Frank Stella was born in Malden, Massachusetts, on May 12, 1936, to first-generation Italian-American parents, as the oldest of their three children.[1] His grandparents on both sides had immigrated to the United States at the turn of the 20th century from Sicily. His father, Frank Sr., was a gynecologist, and his mother Constance (née Santonelli) was a housewife and artist[2] who attended fashion school and later took up landscape painting.[3]
In his sophomore year of high school at Phillips Academy in Andover, Massachusetts,[4] the abstractionist Patrick Morgan, a teacher at the school, began teaching Stella how to paint. After entering Princeton University to earn a degree in history, Stella took art courses and was introduced to the New York art scene by painter Stephen Greene and art historian William Seitz, professors at the school who brought him to exhibitions in the city.
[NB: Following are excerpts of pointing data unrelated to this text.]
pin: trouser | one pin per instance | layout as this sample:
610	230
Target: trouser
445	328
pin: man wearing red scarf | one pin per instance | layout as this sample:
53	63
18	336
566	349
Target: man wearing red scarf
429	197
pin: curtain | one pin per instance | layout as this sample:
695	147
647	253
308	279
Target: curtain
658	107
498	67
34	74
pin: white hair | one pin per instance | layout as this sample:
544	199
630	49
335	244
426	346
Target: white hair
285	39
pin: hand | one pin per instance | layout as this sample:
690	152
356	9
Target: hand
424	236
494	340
His work was influenced by abstract expressionism.[1] He is heralded by the Birmingham Museum of Art for having created abstract paintings that bear "no pictorial illusions or psychological or metaphysical references in twentieth-century painting".[5]
In the 1970s, he moved into NoHo in Manhattan in New York City.[6] As of 2015, Stella lived in Greenwich Village and kept an office there but commuted on weekdays to his studio in Rock Tavern, New York.[3]
Work
Late 1950s and early 1960s
After moving to New York City in the late 1950s, Stella began to create works which emphasized the picture-as-object. His visits to the art galleries of New York, where he was exposed to the abstract expressionist work of artists like Franz Kline and Jackson Pollock, had exerted a great influence on his development as an artist.[7]
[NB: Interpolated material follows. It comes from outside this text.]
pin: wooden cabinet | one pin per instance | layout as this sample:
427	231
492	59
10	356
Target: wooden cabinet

He created a series of paintings in 1958–1959 known as his "Black Paintings" which flouted conventional ideas of painterly composition. Using commercial enamel paint and a house-painter's brush, he painted black stripes of the same width and evenly spaced on bare canvas, leaving the thin strips of canvas between them unpainted and exposed, along with his pencil-and-ruler drawn guidelines.[8]
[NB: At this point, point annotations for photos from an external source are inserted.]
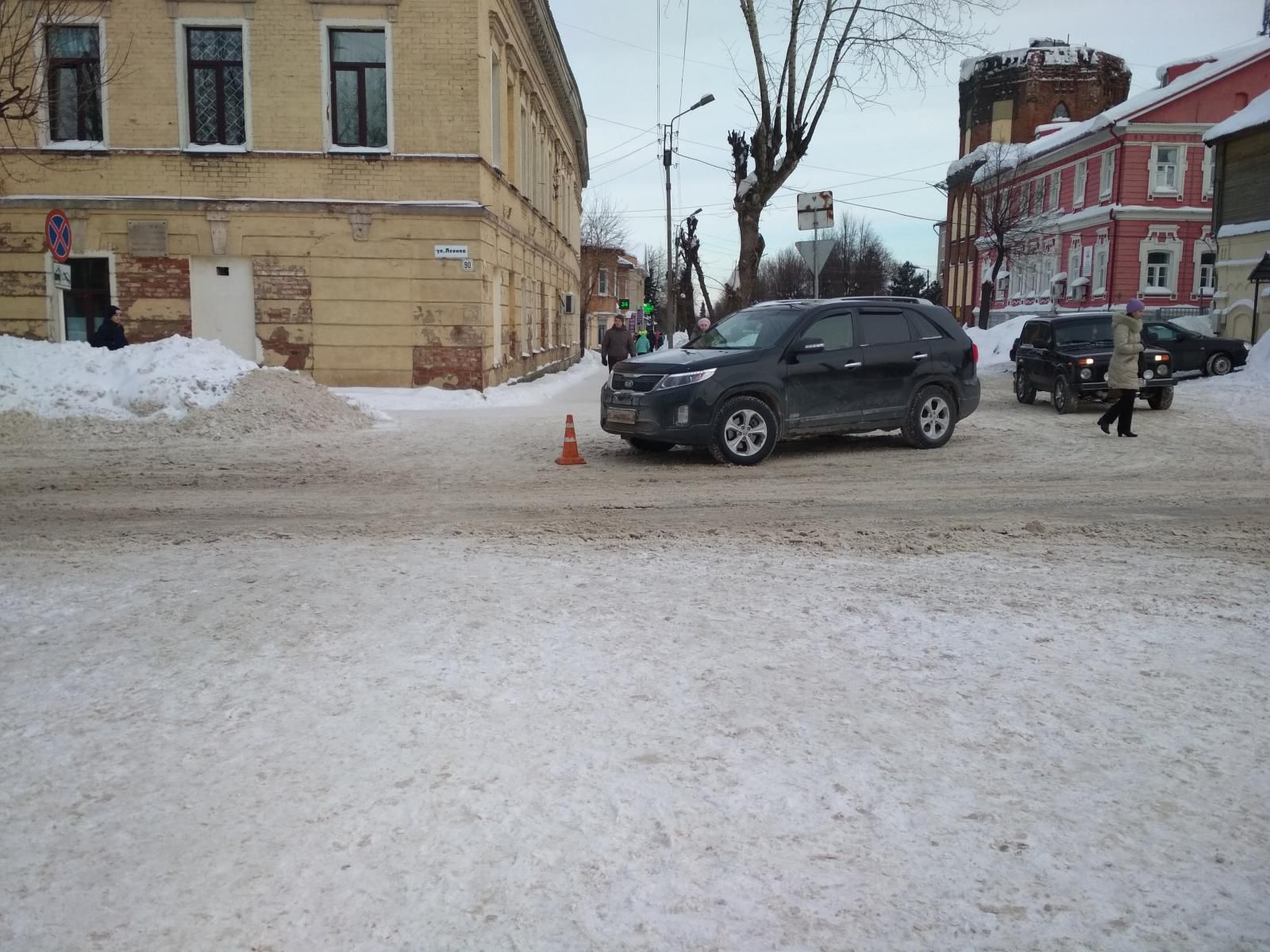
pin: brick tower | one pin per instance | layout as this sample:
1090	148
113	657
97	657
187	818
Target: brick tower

Stella repudiated all efforts by critics to interpret his work, dismissing them with his well-known tautology, "What you see is what you see",[8] which became "the unofficial motto of the minimalist movement", according to the New York Times.[9]
Die Fahne Hoch! (1959) takes its name ("Hoist the Flag!"[10] or "Raise the Flag!" in English) from the first line of the "Horst-Wessel-Lied",[11] the anthem of the Nazi Party. According to Stella himself, the painting has similar proportions as flags used by that organization.[12]
From 1960, his works used shaped canvases,[13] developing in 1966 into more elaborate designs, as in the Irregular Polygon series (67).[14]
Stella married Barbara Rose, later a well-known art critic, in 1961.[15] Around this time he said that a picture was "a flat surface with paint on it – nothing more".[16]
Late 1960s and early 1970s
In 1967, Stella designed the set and costumes for Scramble, a dance piece by Merce Cunningham.[17] The same year, his began his Protractor Series (71) of paintings, which feature arcs, sometimes overlapping,[18] within square borders named after circular-plan cities he had visited while in the Middle East earlier in the 1960s.[19][20]
The Museum of Modern Art in New York presented a retrospective of Stella's work in 1970, making him the youngest artist to receive one.[21]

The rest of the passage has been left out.